Jesus: A Revolutionary Biography
I just finished the book by that title by John Dominic Crossan. I've been rotating back and forth a lot between 'evangelical' and 'liberal' writings lately, and enjoying it. I like trying to be nonpartisan while I read, and learning what I can. I have to say that this was a great book, and has me thinking about the historical Jesus again--that is, the question of whether the Christ of my faith has anything to do with the Jesus of history.
In basic outline, the answer is "who the hell knows?" Albert Schweitzer used suggested something along the lines of, the more you study about Jesus, the more he fades into the mist of history. That's how I'm feeling right now. The Christ of faith and charismatic Christian experience is, perhaps, more concrete than the historical Jesus. In reading this book, I've come to realize that I'm actually pretty much fine with that.
In basic outline, the answer is "who the hell knows?" Albert Schweitzer used suggested something along the lines of, the more you study about Jesus, the more he fades into the mist of history. That's how I'm feeling right now. The Christ of faith and charismatic Christian experience is, perhaps, more concrete than the historical Jesus. In reading this book, I've come to realize that I'm actually pretty much fine with that.
Comments
I've actually read Sanders--back at Asbury--and Ben Witherington on the Historical Jesus issue. I have to say that I'm generally unconvinced that they're better on historical method than Crossan: I think he dots his i's and crosses his t's pretty well for the most part--particularly in his less popular/more scholarly work. The whole issue, I think, is that when you try to formulate a coherent ancient history--even relatively well documented history like the basic outline of Jesus' ministry--you really have very little to go on, and so speculation/assumption about what was plausible shapes your whole endeavour. I'd say that's true of any attempt to make a scientific "history" of Jesus, whether written from the perspective of faith or not.
That said, Crossan is undoubtedly sensationalist, with the "eaten by dogs" preoccupation.
That sounds like something you'd do.
Tim
PS--I believe that the new facebook account is a sign that it's only a matter of time before you start a blog.
I don't believe in signs, nor your predictions. I swore off writing anything significant in a blog long before your addiction.
Love,
Wes
The persons using that contra-historical oxymoron (demonstrated by the eminent late Oxford historian, James Parkes, The Conflict of the Church and the Synagogue) exposes dependancy upon 4th-century, gentile, Hellenist sources.

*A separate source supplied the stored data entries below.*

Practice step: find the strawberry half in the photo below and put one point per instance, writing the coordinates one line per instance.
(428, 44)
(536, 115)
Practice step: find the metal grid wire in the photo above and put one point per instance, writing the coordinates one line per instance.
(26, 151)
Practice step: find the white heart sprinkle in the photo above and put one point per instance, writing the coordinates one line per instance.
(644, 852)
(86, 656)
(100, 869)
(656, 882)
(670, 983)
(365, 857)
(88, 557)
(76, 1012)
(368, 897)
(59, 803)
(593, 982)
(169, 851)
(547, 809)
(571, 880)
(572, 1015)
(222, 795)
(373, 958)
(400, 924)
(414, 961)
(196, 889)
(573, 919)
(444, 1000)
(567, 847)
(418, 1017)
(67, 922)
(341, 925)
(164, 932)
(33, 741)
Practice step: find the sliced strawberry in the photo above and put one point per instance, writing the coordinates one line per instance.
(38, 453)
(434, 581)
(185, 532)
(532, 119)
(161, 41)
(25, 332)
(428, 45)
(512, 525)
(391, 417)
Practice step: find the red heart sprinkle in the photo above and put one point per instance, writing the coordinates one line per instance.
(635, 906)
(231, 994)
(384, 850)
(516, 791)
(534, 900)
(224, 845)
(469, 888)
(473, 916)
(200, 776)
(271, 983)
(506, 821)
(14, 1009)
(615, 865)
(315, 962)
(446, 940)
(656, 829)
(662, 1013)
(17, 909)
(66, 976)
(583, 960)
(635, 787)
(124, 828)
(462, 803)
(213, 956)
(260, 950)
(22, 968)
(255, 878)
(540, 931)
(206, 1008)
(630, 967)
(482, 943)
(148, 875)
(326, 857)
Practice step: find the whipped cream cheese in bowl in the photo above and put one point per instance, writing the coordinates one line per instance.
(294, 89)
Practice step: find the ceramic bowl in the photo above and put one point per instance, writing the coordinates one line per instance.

While scholars debate the provenance of the original accounts upon which the earliest extant (4th century, even fragments are post-135 C.E.), Roman gentile, Hellenist-redacted versions were based, there is not one fragment, not even one letter of the NT that derives DIRECTLY from the 1st-century Pharisee Jews who followed the Pharisee Ribi Yehoshua.
Historians like Parkes, et al., have demonstrated incontestably that 4th-century Roman Christianity was the 180° polar antithesis of 1st-century Judaism of ALL Pharisee Ribis. The earliest (post-135 C.E.) true Christians were viciously antinomian (ANTI-Torah), claiming to supersede and displace Torah, Judaism and ("spiritual) Israel and Jews. In soberest terms, ORIGINAL Christianity was anti-Torah from the start while DSS (viz., 4Q MMT) and ALL other Judaic documentation PROVE that ALL 1st-century Pharisees were PRO-Torah.
There is a mountain of historical Judaic information Christians have refused to deal with, at: www.netzarim.co.il (see, especially, their History Museum pages beginning with "30-99 C.E.").
Original Christianity = ANTI-Torah. Ribi Yehoshua and his Netzarim, like all other Pharisees, were PRO-Torah. Intractable contradiction.
Building a Roman image from Hellenist hearsay accounts, decades after the death of the 1st-century Pharisee Ribi, and after a forcible ouster, by Hellenist Roman gentiles, of his original Jewish followers (135 C.E., documented by Eusebius), based on writings of a Hellenist Jew excised as an apostate by the original Jewish followers (documented by Eusebius) is circular reasoning through gentile-Roman Hellenist lenses.
What the historical Pharisee Ribi taught is found not in the hearsay accounts of post-135 C.E. Hellenist Romans but, rather, in the Judaic descriptions of Pharisees and Pharisee Ribis of the period... in Dead Sea Scroll 4Q MMT (see Prof. Elisha Qimron), inter alia.
To all Christians: The question is, now that you've been informed, will you follow the authentic historical Pharisee Ribi? Or continue following the post-135 C.E. Roman-redacted antithesis—an idol?